People are complaining left and right about all of the abandoned homes in their neighborhoods and the declining values of their properties. Why doesn't the government take into account that there are a lot of people out there who made some bad choices earlier in their lives and consequently have credit scores around 500.

These same people have been renting homes for many years, paying anywhere up to $1,000 or more, and also keeping up with their monthly utility bills as well. Wouldn't it be in the best interest of their neighborhood if some of these people who have never owned a home could be considered for a city-, county- or state-sponsored program that gets them into these foreclosed homes?

This would help clean up the neighborhoods and in turn also help out with the property values? I think that this is something that should be looked into.

A: You bring up several excellent points. As many real estate investors as there are, there is a huge supply of foreclosed homes. Even one foreclosed home in a neighborhood has the potential to bring down everyone else's home prices substantially. And, once you get several vacant foreclosed properties in a neighborhood, well, it's an open invitation for trouble.

Cities across the country recognize the problem of vacant foreclosures and are now instituting new local laws and rules requiring homeowners (whether individuals or mortgage lenders) to register vacant homes and pay a fee. They're requiring banks and mortgage servicing companies to step up and take care of these properties, mowing the lawns, and maintaining them so they don't become meth labs, heroin dens or just neighborhood blight.

The Obama administration has proposed a new program to rent foreclosed homes back to the former owners just to keep them in their homes for the time being. It should be voted on soon.

I'll follow up on this issue as it continues to develop. Thanks for your comments.

Q: I have been trying to refinance my loan since February. We paid the fees asked of us and were told we qualified for the 105 percent mortgage refinance.

But now, five months later, the value of our property has dropped again. We were told we no longer qualify for a loan. But isn't there a program that allows you to refinance if your loan is up to 125 percent of the value of the property? We would definitely qualify for that, but we were told it was only being talked about and nothing was in the works yet.

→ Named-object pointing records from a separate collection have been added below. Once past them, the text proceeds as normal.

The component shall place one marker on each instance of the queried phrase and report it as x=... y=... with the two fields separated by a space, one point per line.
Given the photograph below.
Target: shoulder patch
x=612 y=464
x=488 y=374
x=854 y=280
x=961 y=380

A: The rules have changed many times since February, and are still changing. The good news for you is that the 125 percent home loan-to-value ratio for refinancing is in effect for those whose loans are securitized by Fannie Mae or Freddie Mac. The mortgage interest rate you pay shouldn't be any higher than it would be at the 105 percent home loan-to-value ratio.

You can find out more at MakingHomeAffordable.gov. This plan was initiated by the Obama administration to assist people in your situation. The Making Home Affordable plan, also known as HASP, is there to assist homeowners whose home values have dropped and need lower interest rates.

Traditionally, a lender might only want to lend or refinance up to 80 percent of a home's value. This requirement freezes out thousands of homeowners who have seen the value of their home drop precipitously during this recent housing market meltdown.

To find out more about the plan, including its restrictions, visit the Web site MakingHomeAffordable.gov.

After educating yourself on your options, call your lender back to discuss your situation.